The month of February was brought to us by the color gray. It’s been a gray cat walking a gray fence in a gray backyard. As I mentioned last week, the orangey-yellow glow of inspiration has snubbed my current 20Time project, so this week I sought help searching for some sunshine.
My friend Tom was my first wise counselor. He’s in his 70s. His advice is always sound, and his hands are always warm. “Life is suffering,” he said, explaining that we can’t change life’s stressors but we can control our reactions and actions when facing those stressors. “We make most of our suffering 100 times worse by letting it roll around in our heads becoming this bigger and bigger thing.”

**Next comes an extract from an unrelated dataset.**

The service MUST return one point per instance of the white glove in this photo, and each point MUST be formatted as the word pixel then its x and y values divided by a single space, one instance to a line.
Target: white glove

When his adult daughter doesn’t call, for instance, he starts to worry. He thinks, She must be mad at me…Why else wouldn’t she call and check on me?…I must not be a good dad…Maybe I was never a good dad?…She doesn’t care…She’s selfish. I raised a selfish person who hates me. I’m a terrible dad. Finally, he breaks down and calls her, only to hear that she’s fine, the family’s fine, everyone’s busy, doing well.

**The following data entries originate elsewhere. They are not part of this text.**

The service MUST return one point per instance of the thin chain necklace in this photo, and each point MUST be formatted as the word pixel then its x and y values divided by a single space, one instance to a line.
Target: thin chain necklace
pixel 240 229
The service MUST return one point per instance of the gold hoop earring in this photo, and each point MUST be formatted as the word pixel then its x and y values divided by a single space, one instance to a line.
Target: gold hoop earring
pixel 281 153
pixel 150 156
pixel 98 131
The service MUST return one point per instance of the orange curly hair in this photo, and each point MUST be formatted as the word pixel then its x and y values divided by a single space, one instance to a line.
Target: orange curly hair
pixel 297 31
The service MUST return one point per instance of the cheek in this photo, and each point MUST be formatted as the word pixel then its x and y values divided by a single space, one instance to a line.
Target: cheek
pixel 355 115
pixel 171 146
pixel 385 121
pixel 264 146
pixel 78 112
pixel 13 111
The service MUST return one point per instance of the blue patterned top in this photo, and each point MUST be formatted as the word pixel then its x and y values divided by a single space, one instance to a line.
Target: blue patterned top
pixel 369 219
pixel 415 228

“It was all in my head,” he said. “All of my fears, doubts, anger were there only to increase my suffering.”
Lately, worries about my family, my health (my brain and inner ear aren’t getting along right now), my classes, my online work, and my failing 20Time writing project are running loops through my mind. I mentioned that life is gray right now, yes?
But Tom is right – much of my suffering is of my own making. I need to remind myself there’s no such thing as an easy-breezy, trouble-free life; apparently, we’re all riding the same seesaw of joy and suffering.
How does this impact our work in education?
Maybe it’s just the simple truth that misery loves company, but the realization that we’re all facing similar struggles has provided a few degrees of comfort this week. Teaching is filled with joy and suffering – for both teachers and students. That’s just the way it is.
Younger teachers on my Instagram feed often say, “The struggle is real” – and they’re right. The struggle IS real and it’s not going away. It’s part of life. The struggle is part of my writing project. It’s part of our family lives and relationships. It’s with us every day in our classsrooms, especially when J.J. in third period decides to bust open a bag of SourPatch Kids while you’re being observed by the v.p. Sigh.
Now not to get too woo-woo here, but Tom helped me see that suffering is connected to the meaning of life. I want peace and harmony, but I need growth. And growth cannot happen without struggle. That’s true for us as we work through our adult troubles, and it’s also true for our students who struggle daily, even hourly, as they grow.
So this morning as I’m looking at the gray clouds outside my window, I am reminded that they are necessary to make the warmth of spring so glorious when it does eventually arrive.